119 At p 34 of his remarks on sentence the sentencing judge said:-
"I do not conclude that it was crucial to the decisions to invest, the fact that Mr Burnard used the expression Kebbel Investment Bank or that he was a director."
120 It was submitted by the Crown that there was no evidence on which these findings by the sentencing judge could have been based. In the Crown's written submissions it was said that each of the investor witnesses had given evidence in the committal proceedings that the false statement by the respondent that he was director of Kebbel Investment Bank had influenced his or her decision to invest in a mezzanine company. However, in pre-trial proceedings counsel for the respondent had indicated that he would object to such evidence being given in the trial and, as such evidence was not considered by the Crown to be necessary to prove any of the elements of the offences charged, the Crown had decided not to lead the evidence at the trial.
121 It was submitted by the Crown that the sentencing judge had erred in focusing on whether there had been any impact of the respondent's false statements on the decisions by the victims to invest in the mezzanine companies, as this was not an element of the offences charged under s 178BB. Notwithstanding this submission, the Crown also made a separate submission that the sentencing judge's findings were inconsistent with the jury's verdicts of guilty.
122 Counsel for the respondent submitted that, insofar as the findings by the sentencing judge were negative findings to the effect that the sentencing judge was not satisfied of what, if established, would have been an aggravating factor, that the investments would not have been made if the false statements had not been made, there was no need for any evidence to support the findings. It was submitted that it was not relevant for the Crown to point to evidence which had been given in the committal proceedings but which had not been adduced at the trial. It was submitted that the findings made by the sentencing judge were not inconsistent with the jury's verdicts of guilty, because it was not an element of the offences charged that the respondent's false statements had caused the victims to invest in the mezzanine companies. On the other hand, it was relevant to the sentencing of the respondent to determine whether the respondent's false statements had caused the victims to decide to invest in the mezzanine companies, as part of determining what injury, loss or damage had been caused by the offences.

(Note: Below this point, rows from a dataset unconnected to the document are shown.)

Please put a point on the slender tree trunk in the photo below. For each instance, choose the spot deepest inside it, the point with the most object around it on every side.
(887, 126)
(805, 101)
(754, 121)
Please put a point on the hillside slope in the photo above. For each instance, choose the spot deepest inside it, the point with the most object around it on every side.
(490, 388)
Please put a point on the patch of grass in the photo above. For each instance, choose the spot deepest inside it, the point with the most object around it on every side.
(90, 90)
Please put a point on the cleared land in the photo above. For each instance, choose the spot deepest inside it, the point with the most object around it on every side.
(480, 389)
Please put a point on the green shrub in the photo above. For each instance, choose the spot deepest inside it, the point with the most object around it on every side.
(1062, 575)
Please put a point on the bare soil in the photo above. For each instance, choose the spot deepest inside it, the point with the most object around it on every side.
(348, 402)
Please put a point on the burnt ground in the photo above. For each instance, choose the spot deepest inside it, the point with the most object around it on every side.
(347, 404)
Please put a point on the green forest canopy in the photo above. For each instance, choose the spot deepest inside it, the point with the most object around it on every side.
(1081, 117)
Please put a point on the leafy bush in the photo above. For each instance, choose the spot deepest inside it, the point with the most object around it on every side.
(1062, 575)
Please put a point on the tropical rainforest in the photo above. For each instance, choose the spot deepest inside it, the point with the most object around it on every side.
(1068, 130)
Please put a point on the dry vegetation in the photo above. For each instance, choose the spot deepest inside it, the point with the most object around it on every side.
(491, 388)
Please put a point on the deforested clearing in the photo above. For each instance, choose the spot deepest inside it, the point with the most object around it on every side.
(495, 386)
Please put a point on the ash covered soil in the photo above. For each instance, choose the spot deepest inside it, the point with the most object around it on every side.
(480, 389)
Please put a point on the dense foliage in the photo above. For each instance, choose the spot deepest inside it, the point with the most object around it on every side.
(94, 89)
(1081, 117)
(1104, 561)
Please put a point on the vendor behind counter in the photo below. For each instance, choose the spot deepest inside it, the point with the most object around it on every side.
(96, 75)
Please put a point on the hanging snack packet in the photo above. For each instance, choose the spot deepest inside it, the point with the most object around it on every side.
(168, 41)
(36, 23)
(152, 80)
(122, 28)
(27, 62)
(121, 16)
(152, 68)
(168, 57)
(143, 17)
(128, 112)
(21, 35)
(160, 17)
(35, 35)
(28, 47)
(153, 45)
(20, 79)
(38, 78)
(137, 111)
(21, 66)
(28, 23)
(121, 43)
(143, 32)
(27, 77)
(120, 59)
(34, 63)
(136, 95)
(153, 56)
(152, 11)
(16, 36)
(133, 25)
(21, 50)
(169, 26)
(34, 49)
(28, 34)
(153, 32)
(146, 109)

123 In my opinion, the submissions of the respondent should be accepted.
124 Insofar as the findings by the sentencing judge were negative findings, that a possibly aggravating factor had not been established by the Crown, there was no need for evidence to support the findings. Even insofar as the findings were positive findings favourable to the respondent, made on the balance of probabilities, I consider that it was open to the sentencing judge, having seen and heard the investor witnesses give evidence at the trial, to make such findings.
125 I accept the submission made by counsel for the respondent that any evidence which might have been given in the committal proceedings but was not given in the trial was irrelevant.
126 As submitted by counsel for the respondent, the sentencing judge's findings were not inconsistent with the jury's verdicts of guilty but were nevertheless relevant to the sentencing of the respondent.
127 I reject the contention that the sentencing judge erred in the second specific respect alleged by the Crown.